Dass Unternehmen künftig vor allem dann Strom verbrauchen sollen, wenn der Wind weht und die Sonne scheint, hat viel Empörung ausgelöst. Eine für Habeck und Scholz eigentlich unerfreuliche Entwicklung könnte ihnen nun helfen: die verschobenen Plänen des Chipherstellers Intel in Magdeburg. Zehn Milliarden Euro Zuschuss, gestreckt über mehrere Jahre, sollte Intel bekommen. Während die FDP die vorerst nicht benötigten Mittel nutzen will, um das Haushaltsloch zu stopfen, möchten SPD und Grüne sie umwidmen. Unternehmen mit einem hohen und konstanten Stromverbrauch müssten „weiter und dauerhaft von den reduzierten Netzentgelten profitieren“, sagte Scholz kürzlich auf einer Tagung des Außenhandelsverbands BGA.
Ob das reicht, um wieder Vertrauen in der Wirtschaft zu schaffen, ist fraglich. Der Geschäftsführer der Deutschen Industrie- und Handelskammer griff Habeck am Mittwoch zwar nicht persönlich an. Er klang aber resigniert. „Zwei Rezessionsjahre in Folge gab es in Deutschland bislang nur einmal“, sagte Martin Wansleben mit Verweis auf die Krise nach dem Zusammenbruch des Neuen Marktes 2002/2003. Die Wirtschaftsleistung trete seit fünf Jahren auf der Stelle, die Investitionen seien niedriger als 2019. Die Wirtschaftsweise Monika Schnitzer gibt zu bedenken: „Die meisten Menschen bewerten ihre eigene wirtschaftliche Situation durchaus als gut, sie sind aber verunsichert und haben Angst um die eigene Zukunft und die des Landes.“ Im Wahlkampf werde es darum gehen, mit einem „klugen Wirtschaftsprogramm einen Unterschied zu machen“.

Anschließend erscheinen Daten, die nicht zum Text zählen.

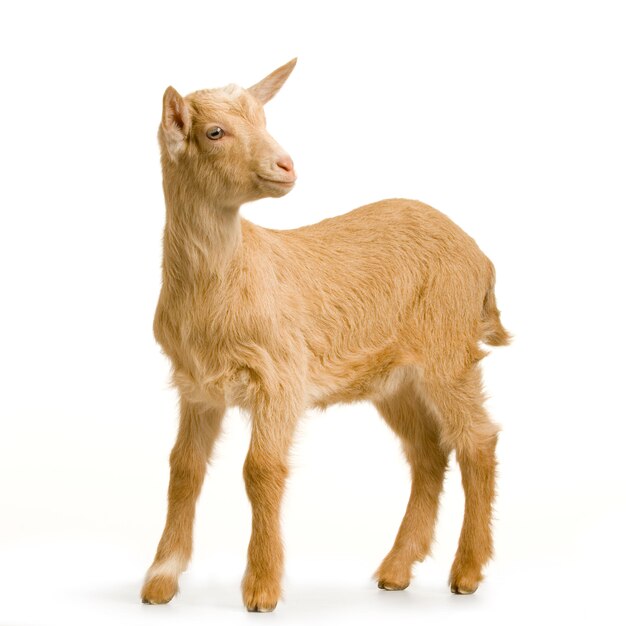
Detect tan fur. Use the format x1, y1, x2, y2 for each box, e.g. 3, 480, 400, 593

„Der kommende Wahlkampf wird ein Wirtschaftswahlkampf“, sagt auch die stellvertretende Fraktionsvorsitzende der SPD, Verena Hubertz. „Wer kein überzeugendes Wirtschaftskonzept hat in Zeiten von Rezession, der wird nicht gewinnen.“ Die Positionierung der SPD zeichnet sich längst ab: als Verteidigerin der Industriearbeitsplätze und Garantin stabiler Renten. Es brauche ein neues Vehikel für Investitionen, sagt Hubertz. „Ein Deutschlandsfonds bündelt nationales und privates Kapital, hilft durch Investitionen bei der Energiewende und lässt uns als Gesellschaft teilhaben. Das bringen wir als SPD in den Wahlkampf mit ein.“ Außerdem müsse beim Thema Bürokratieabbau mehr geschehen. „Weniger die Regeln sind das Problem als die tägliche Erfahrung damit“, findet die Unternehmerin. Sie wünscht sich mehr Risikobereitschaft in der Verwaltung. Eine Forderung, die auch von Robert Habeck kommen könnte.